Keep in mind that you're extension code is running in the browser, so child_process is not available.

I'd suggest two approaches:

  1. If you want to run code on the server, create a server extension that exposes a Rest API, and a JupyterLab extension that communicates with that server extension over the Rest API to do the execution you want. See https://github.com/jupyterlab/extension-examples/tree/master/server-extension for an example.
  2. If you want to run code in the kernel, you'll need access to the kernel associated with some document. Here is an example of executing code in a kernel: https://github.com/jupyterlab/extension-examples/tree/master/kernel-messaging, and here is another example: https://github.com/jupyterlab/extension-examples/tree/master/kernel-output
    If you are tying this to an existing document, you can get the document's session context and then get the kernel from that.

I would also need to execute a shell command from a Jupyterlab extension. Unfortunately, I'm not sure to understand at which level it should be executed. The command I want to execute looks like that (see https://discourse.jupyter.org/t/jupyterlab-extension-to-add-a-button-to-save-the-notebook-and-launch-a-command/14844/2 for some context)

jupyter-nbconvert pres.ipynb \
    --to slides --no-input --SlidesExporter.reveal_scroll=True \
    --SlidesExporter.reveal_number=c/t \
  && sed -i 's$<meta charset="utf-8" />$<meta http-equiv="Content-Type" content="text/html; charset=utf-8" />$g' pres.slides.html

So it uses the notebook file (here pres.ipnb) and should produce/update a .html file next to it.

I'm quite confuse with the overall organization of Jupyterlab and I'm not quite sure on which side the .ipynb file is saved. (Usually, for me, the server and client applications run on the same computer.)

I tend to think that the ipynb file is physically on the server side and so that I should run the command in the server extension (in python, approach 1 of your answer @jasongrout). This message is just to ask for a confirmation that I'm going in the right direction?

Sorry for this very naive question.

Where possible, you'll want to use existing jupyterlab_server or jupyter_server REST API endpoints. These cover a lot of cases... indeed everything you see in JupyterLab!

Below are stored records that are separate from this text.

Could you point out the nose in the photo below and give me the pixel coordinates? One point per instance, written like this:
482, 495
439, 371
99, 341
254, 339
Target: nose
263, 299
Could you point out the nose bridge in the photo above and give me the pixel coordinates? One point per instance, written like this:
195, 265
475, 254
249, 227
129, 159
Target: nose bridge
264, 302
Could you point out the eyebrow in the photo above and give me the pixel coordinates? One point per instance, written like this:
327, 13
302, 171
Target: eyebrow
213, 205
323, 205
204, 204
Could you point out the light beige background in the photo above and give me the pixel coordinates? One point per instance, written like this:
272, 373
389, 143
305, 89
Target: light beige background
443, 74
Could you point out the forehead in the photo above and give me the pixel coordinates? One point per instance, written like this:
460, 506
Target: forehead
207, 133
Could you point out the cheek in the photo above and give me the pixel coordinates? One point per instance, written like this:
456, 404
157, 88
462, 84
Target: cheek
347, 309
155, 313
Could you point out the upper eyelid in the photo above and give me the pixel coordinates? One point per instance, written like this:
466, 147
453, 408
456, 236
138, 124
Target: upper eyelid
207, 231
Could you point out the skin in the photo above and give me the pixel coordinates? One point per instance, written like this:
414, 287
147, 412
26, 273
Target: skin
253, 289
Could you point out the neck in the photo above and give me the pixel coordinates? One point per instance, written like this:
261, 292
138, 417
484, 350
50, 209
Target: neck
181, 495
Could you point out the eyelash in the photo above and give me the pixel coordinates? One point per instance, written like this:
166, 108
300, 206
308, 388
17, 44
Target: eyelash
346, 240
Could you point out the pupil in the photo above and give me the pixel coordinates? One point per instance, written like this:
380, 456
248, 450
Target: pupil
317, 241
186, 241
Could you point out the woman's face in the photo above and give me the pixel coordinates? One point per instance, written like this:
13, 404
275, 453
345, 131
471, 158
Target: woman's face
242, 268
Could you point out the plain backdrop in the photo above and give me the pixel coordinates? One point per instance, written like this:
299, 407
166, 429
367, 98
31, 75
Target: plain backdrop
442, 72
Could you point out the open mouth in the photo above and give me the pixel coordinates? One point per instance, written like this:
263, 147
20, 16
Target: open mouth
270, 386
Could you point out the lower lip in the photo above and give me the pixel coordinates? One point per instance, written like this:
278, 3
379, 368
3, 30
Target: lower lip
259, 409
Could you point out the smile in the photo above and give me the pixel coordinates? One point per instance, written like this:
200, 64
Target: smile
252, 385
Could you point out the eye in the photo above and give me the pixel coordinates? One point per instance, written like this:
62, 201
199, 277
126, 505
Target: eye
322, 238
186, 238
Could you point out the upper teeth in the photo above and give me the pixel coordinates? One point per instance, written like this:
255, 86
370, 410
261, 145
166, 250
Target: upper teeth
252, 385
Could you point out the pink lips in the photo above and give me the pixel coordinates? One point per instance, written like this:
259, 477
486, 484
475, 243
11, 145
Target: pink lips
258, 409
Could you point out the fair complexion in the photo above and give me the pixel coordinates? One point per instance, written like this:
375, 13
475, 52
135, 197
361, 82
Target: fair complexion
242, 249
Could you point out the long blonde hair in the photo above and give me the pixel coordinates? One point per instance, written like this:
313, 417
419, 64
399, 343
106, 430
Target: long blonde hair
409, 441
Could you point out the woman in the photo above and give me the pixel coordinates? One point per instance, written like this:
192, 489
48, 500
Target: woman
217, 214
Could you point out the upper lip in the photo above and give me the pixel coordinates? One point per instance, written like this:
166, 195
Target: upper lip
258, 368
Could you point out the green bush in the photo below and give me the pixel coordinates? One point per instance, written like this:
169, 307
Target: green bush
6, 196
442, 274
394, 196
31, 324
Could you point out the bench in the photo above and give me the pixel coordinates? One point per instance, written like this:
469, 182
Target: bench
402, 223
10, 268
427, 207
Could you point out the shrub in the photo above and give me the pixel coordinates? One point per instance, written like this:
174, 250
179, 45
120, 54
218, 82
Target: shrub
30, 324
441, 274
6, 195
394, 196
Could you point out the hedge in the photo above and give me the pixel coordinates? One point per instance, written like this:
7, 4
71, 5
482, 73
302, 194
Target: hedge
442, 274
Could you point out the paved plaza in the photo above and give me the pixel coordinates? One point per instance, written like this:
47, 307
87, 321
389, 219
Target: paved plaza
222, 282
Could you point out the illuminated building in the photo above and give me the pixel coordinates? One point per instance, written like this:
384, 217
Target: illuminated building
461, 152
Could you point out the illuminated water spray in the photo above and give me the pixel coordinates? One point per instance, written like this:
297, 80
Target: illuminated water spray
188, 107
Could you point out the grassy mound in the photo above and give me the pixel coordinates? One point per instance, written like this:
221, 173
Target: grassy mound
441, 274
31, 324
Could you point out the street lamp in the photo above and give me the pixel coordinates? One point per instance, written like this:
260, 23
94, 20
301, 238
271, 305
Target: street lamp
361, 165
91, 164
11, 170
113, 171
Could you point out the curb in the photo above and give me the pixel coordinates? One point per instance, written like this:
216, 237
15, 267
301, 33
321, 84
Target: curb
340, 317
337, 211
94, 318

To get really custom behavior, you'd extend the REST API with a python serverextension, and you can distribute both the static assets of the labextension and the handler in the same pip-installable package.

Of note: when the things you are calling are possible to be called directly from python, it can be useful to call them there, as you don't have to worry as much about cross-platform concerns. nbconvert is such an example... but doesn't have an asynchronous API. However, any time your code "blocks", e.g. with subrocess.check_output it will block the whole system, and no other server methods will fire. For a while now, we've had anyio at our disposal, which has good support for cross-platform, async processes .

Hey @bollwyvl and @jasongrout, thanks for your replies!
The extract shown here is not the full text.